Qwen3.6-35B-A3B-TQ-apex

A mixed-precision native TurboQuant checkpoint of Qwen/Qwen3.6-35B-A3B. Routed MoE experts at 3 bits (TQ3, where the HIGGS-scalar grid is near-optimal on low-κ Gaussian-like weight distributions), attention projections + down_proj + shared experts at 4 bits (TQ4, preserves softmax routing precision and handles heavy-tailed post-GLU weights).

Follows PAT-0349 "Kurtosis-Aware Automatic Bit-Width Selection" as a tensor-family fast-path approximation — we don't measure κ per-tensor; instead we apply the empirical family assignments from prior work on Gemma 4 27B (where routed experts averaged κ≈3.4, attention κ≈5.7, shared experts κ≈13).

Why this variant exists

The earlier varjosoft/Qwen3.6-35B-A3B-TQ3-native at uniform 3-bit scores 82 % gsm8k 5-shot CoT (200 Q, 1024 tok budget) — 11 ppt behind mlx-community/Qwen3.6-35B-A3B-4bit at 93 %. The gap isn't architectural, it's an uniform-bit-width choice that undershoots attention's softmax sensitivity. This variant applies mixed bits where κ actually demands higher precision.

Variant	Disk	gsm8k-200 @ 1024 tok	Decode tok/s bs=1	Notes
uniform TQ3	16 GB	85.5 %	35 tok/s	All layers 3-bit
this checkpoint (TQ-apex)	17 GB	93.0 %	36 tok/s	3-bit routed experts, 4-bit attention + down_proj + shared experts
mlx-community/*-4bit	19 GB	94.5 %	79 tok/s	Uniform 4-bit (MLX reference)

Methodology: 200 gsm8k test questions, 5-shot CoT, max_tokens=1024, same harness (mac-gsm8k-mlx.py). Numbers scoring-normalized (trailing .00 collapsed across all three runs for fair comparison). M4 Pro 48 GB MacBook, turboquant-vllm feat/mixed-bits-mlx-loader branch.

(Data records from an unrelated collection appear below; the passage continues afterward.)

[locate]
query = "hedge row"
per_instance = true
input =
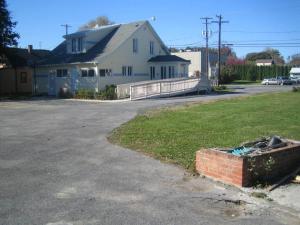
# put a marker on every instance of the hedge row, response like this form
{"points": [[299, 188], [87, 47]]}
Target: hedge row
{"points": [[252, 72]]}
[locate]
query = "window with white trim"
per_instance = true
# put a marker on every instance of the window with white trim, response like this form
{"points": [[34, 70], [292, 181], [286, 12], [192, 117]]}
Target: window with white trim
{"points": [[84, 72], [152, 72], [171, 71], [73, 45], [105, 72], [61, 73], [151, 47], [79, 44], [124, 70], [127, 70], [91, 72]]}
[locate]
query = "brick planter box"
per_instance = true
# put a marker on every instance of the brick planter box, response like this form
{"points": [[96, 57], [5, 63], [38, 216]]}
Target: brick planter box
{"points": [[244, 171]]}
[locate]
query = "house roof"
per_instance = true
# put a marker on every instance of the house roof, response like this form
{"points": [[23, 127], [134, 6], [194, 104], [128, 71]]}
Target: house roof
{"points": [[264, 61], [168, 58], [119, 34], [19, 57]]}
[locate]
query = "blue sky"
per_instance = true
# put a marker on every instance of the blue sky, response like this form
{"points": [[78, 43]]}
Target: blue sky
{"points": [[259, 23]]}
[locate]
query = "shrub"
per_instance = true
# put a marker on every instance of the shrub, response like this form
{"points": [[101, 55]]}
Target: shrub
{"points": [[64, 93], [109, 93], [227, 75], [84, 94]]}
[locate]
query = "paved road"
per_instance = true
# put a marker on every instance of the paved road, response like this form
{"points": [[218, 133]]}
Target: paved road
{"points": [[57, 168]]}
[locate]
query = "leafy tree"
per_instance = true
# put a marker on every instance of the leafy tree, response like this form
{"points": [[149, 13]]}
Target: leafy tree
{"points": [[268, 53], [99, 21], [7, 36]]}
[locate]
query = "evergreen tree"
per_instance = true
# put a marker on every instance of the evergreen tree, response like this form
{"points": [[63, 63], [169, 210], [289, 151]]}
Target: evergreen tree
{"points": [[7, 35]]}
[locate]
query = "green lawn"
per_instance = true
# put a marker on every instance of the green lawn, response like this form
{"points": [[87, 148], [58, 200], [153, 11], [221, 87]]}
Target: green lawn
{"points": [[175, 134]]}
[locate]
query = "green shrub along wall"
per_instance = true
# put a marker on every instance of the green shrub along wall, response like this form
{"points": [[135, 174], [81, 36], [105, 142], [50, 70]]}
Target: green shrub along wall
{"points": [[251, 72]]}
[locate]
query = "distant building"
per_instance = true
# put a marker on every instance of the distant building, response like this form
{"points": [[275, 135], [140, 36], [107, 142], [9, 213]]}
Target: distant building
{"points": [[264, 62], [17, 67]]}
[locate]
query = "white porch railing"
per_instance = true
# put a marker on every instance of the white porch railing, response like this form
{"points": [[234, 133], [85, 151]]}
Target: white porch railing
{"points": [[161, 88]]}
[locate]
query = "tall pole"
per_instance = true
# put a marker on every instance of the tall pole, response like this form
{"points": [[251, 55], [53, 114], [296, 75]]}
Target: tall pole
{"points": [[206, 40], [66, 27], [220, 22]]}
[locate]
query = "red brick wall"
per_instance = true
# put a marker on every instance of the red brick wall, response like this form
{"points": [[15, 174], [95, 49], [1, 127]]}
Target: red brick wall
{"points": [[243, 171]]}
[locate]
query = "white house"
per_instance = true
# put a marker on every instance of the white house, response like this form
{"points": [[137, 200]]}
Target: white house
{"points": [[114, 54], [198, 62], [295, 72]]}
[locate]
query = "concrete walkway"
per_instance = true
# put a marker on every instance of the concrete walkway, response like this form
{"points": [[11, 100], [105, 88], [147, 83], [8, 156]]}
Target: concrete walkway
{"points": [[56, 167]]}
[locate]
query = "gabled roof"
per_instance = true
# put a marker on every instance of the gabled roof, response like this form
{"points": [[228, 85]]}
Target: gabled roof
{"points": [[295, 70], [119, 34], [19, 57], [168, 58]]}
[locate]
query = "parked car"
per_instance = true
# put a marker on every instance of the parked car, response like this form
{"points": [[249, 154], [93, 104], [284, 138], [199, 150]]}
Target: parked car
{"points": [[270, 81], [284, 81]]}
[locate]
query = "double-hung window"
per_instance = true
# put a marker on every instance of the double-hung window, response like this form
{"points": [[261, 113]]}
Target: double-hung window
{"points": [[73, 44], [151, 47], [79, 44], [61, 73], [127, 70], [135, 45]]}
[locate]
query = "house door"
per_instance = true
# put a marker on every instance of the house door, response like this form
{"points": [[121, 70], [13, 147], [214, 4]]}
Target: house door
{"points": [[51, 85], [74, 80], [163, 72]]}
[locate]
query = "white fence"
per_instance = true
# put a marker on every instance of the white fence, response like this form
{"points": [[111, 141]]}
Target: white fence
{"points": [[161, 88]]}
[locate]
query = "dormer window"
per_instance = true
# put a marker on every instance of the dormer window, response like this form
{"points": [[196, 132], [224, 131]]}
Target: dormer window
{"points": [[79, 44], [76, 45], [73, 45]]}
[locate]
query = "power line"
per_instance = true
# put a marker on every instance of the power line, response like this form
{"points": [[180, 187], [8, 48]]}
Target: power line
{"points": [[206, 40], [261, 32], [220, 22]]}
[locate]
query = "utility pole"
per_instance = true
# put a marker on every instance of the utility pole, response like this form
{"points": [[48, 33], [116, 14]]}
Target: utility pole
{"points": [[220, 22], [66, 27], [206, 39]]}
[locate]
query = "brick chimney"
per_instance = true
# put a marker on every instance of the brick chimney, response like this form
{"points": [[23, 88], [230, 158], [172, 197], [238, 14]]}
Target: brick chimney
{"points": [[30, 49]]}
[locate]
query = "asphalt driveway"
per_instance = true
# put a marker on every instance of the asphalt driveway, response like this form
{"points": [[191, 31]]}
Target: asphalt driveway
{"points": [[57, 167]]}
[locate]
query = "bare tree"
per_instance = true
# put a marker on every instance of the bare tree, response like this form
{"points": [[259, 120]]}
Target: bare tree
{"points": [[99, 21]]}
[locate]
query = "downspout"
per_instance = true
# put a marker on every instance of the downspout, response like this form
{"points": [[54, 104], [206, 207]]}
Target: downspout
{"points": [[16, 80], [34, 78]]}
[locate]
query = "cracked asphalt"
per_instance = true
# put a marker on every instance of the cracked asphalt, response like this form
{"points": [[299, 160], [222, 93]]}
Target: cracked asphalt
{"points": [[57, 168]]}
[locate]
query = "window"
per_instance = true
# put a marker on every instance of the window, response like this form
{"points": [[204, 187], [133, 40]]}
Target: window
{"points": [[84, 73], [129, 70], [105, 72], [135, 45], [151, 47], [73, 45], [152, 72], [124, 70], [61, 73], [91, 73], [23, 78], [163, 72], [171, 71], [79, 44], [102, 72]]}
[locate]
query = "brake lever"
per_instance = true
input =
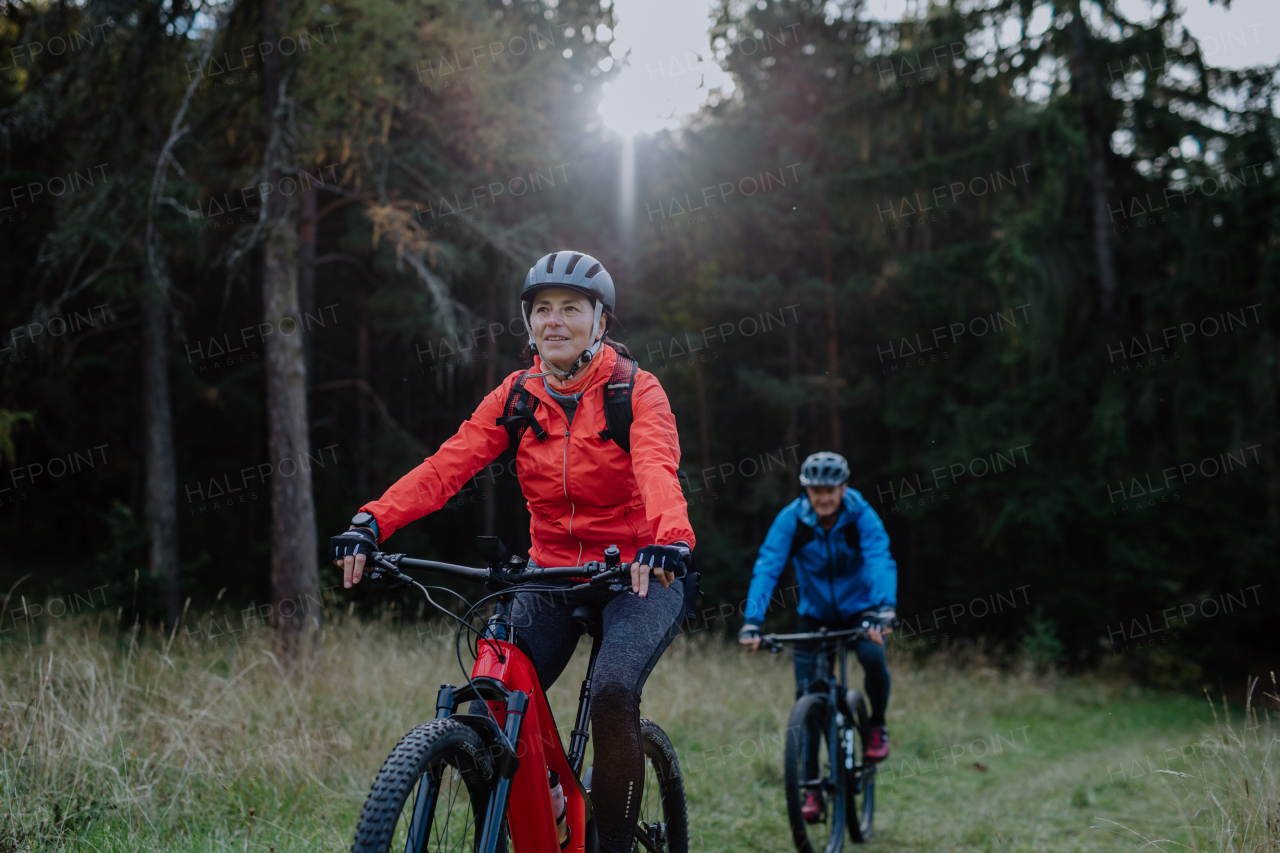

Result: TQ-apex closes 7.5 of the 9 ppt gap between uniform TQ3 and the reference 4-bit, landing within 1.5 ppt of the reference at 2 GB smaller on disk and the same decode speed as uniform TQ3. Quality gap remaining is likely from shared-expert κ still above the TQ4 threshold (≈13 on Gemma 4 27B) — a follow-up TQ-apex-plus with TQ5 on shared experts is the next lever.

How to use

Same as the uniform TQ3 variant — the loader auto-detects mixed bits via tq_config.json:

pip install git+https://github.com/varjoranta/turboquant-vllm.git
huggingface-cli download varjosoft/Qwen3.6-35B-A3B-TQ-apex \
    --local-dir ~/models/qwen3.6-35b-a3b-tq-apex

from turboquant_vllm.mlx_loader import load_tq3
import mlx.core as mx
from mlx_lm.generate import generate

model, tok = load_tq3("~/models/qwen3.6-35b-a3b-tq-apex")
mx.eval(model.parameters())
print(generate(model, tok, prompt="The capital of Finland is", max_tokens=64))

Compression recipe

Base bits: 3 — applied to routed expert gate_proj/up_proj (bulk of parameter mass, near-Gaussian distributions)
Sensitive bits: 4 — applied to layers matching any of:
- o_proj, q_proj, k_proj, v_proj (attention, softmax-routing precision)
- down_proj (post-GLU, heavy-tailed per empirical observations)
- shared_expert (full-token processing, high κ per Gemma 4 27B measurements)
Group size: 128
Rotation: Walsh-Hadamard + random sign vectors (seed=42)
Codebook: Lloyd-Max 8-entry (3-bit) or 16-entry (4-bit) on unit Gaussian
Shape-gain norm correction applied per group

Underlying technique is the scalar case of HIGGS (Malinovskii et al., NAACL 2025). The "apex" suffix indicates the mixed-precision profile.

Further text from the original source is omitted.